Hows it going with the new shiny than Froggy


----------



## froggystyle

Hit and miss mate. Chuck in a new grinder and unrested beans and I am all over the place. Back to basics for a few days I reckon.

In terms of the actual machine, love it! Really chuffed with how it looks, the ease of pulling a shot and the steam power is great, need to have a play with the pre infusion and PID at the weekend.

One happy nerd!!


----------



## aaroncornish

You are a lucky so and so Froggy! I am thinking of doing the exact same thing. We are down in the area next month visiting family and I suspect the car will be be very much heavier on the return trip


----------



## froggystyle

And the wallet lighter!!


----------



## Beanosaurus

So shiny!


----------



## DannyMontez

Ahhh I really want one... Is it honestly worth the £1700?


----------



## froggystyle

Have only had the classic to benchmark it against, so cant really comment if its worth it compared to say an £800, but what i can say is you pull shots and steam in no time, better taste in the cup, better milk, and the wife also comments its tastes better so that has to be worth the dosh!

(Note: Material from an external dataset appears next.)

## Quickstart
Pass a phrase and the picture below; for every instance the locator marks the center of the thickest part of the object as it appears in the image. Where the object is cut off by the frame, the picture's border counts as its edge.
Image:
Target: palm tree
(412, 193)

And it looks great in your kitchen.


----------



## Mrboots2u

froggystyle said:


> And the wallet lighter!!


Come on froggy , how you getting on with it


----------



## froggystyle

Be better when i can get some better beans, i had a few bags to get through from someone and to be honest they are dull, one hopper left then i can get some of my own dark stuff though it.

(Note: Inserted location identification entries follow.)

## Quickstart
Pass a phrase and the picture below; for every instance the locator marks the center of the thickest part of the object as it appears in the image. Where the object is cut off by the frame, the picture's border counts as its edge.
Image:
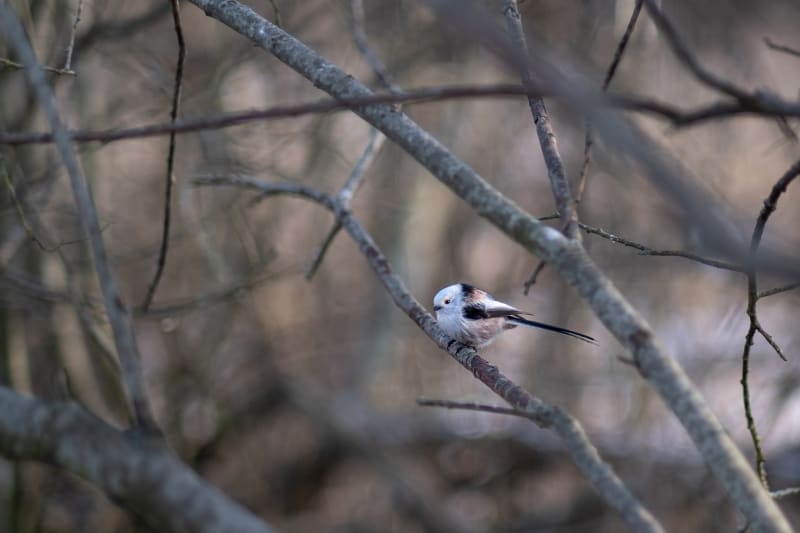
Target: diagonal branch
(148, 480)
(565, 204)
(170, 179)
(770, 204)
(118, 316)
(567, 256)
(584, 454)
(612, 70)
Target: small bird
(472, 316)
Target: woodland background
(297, 397)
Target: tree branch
(170, 178)
(568, 257)
(147, 479)
(584, 454)
(118, 316)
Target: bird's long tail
(518, 320)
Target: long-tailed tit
(472, 316)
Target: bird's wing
(490, 309)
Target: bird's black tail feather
(516, 319)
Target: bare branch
(13, 64)
(72, 33)
(781, 47)
(687, 57)
(778, 290)
(645, 250)
(770, 204)
(565, 204)
(567, 256)
(170, 178)
(584, 454)
(118, 315)
(612, 69)
(765, 104)
(148, 480)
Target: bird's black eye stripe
(475, 312)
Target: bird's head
(450, 300)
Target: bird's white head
(449, 301)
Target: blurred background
(298, 397)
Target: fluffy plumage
(474, 317)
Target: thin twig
(72, 33)
(472, 406)
(376, 138)
(778, 290)
(584, 454)
(18, 208)
(531, 281)
(569, 258)
(351, 185)
(781, 47)
(13, 64)
(770, 204)
(362, 43)
(687, 57)
(118, 316)
(783, 493)
(170, 178)
(765, 104)
(645, 250)
(612, 69)
(565, 204)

Still awaiting a delivery date on the grinder, that will help as the vario can be a little hit and miss, particle size can be different between shots which i find strange.

The best part is..... It makes me smile every morning when i come down and look at it!


----------



## DoubleShot

froggystyle said:


> Be better when i can get some better beans


Brightons Lane Blend ftw


----------



## jeebsy

DoubleShot said:


> Brightons Lane Blend ftw


Single origins ftw


----------



## froggystyle

Just waiting for a delivery of those beans, we shall see how they go!


----------



## DannyMontez

froggystyle said:


> Have only had the classic to benchmark it against, so cant really comment if its worth it compared to say an £800, but what i can say is you pull shots and steam in no time, better taste in the cup, better milk, and the wife also comments its tastes better so that has to be worth the dosh!
> 
> And it looks great in your kitchen.


I was really hoping you wouldn't say that.... After summer I have some serious thinking to do...


----------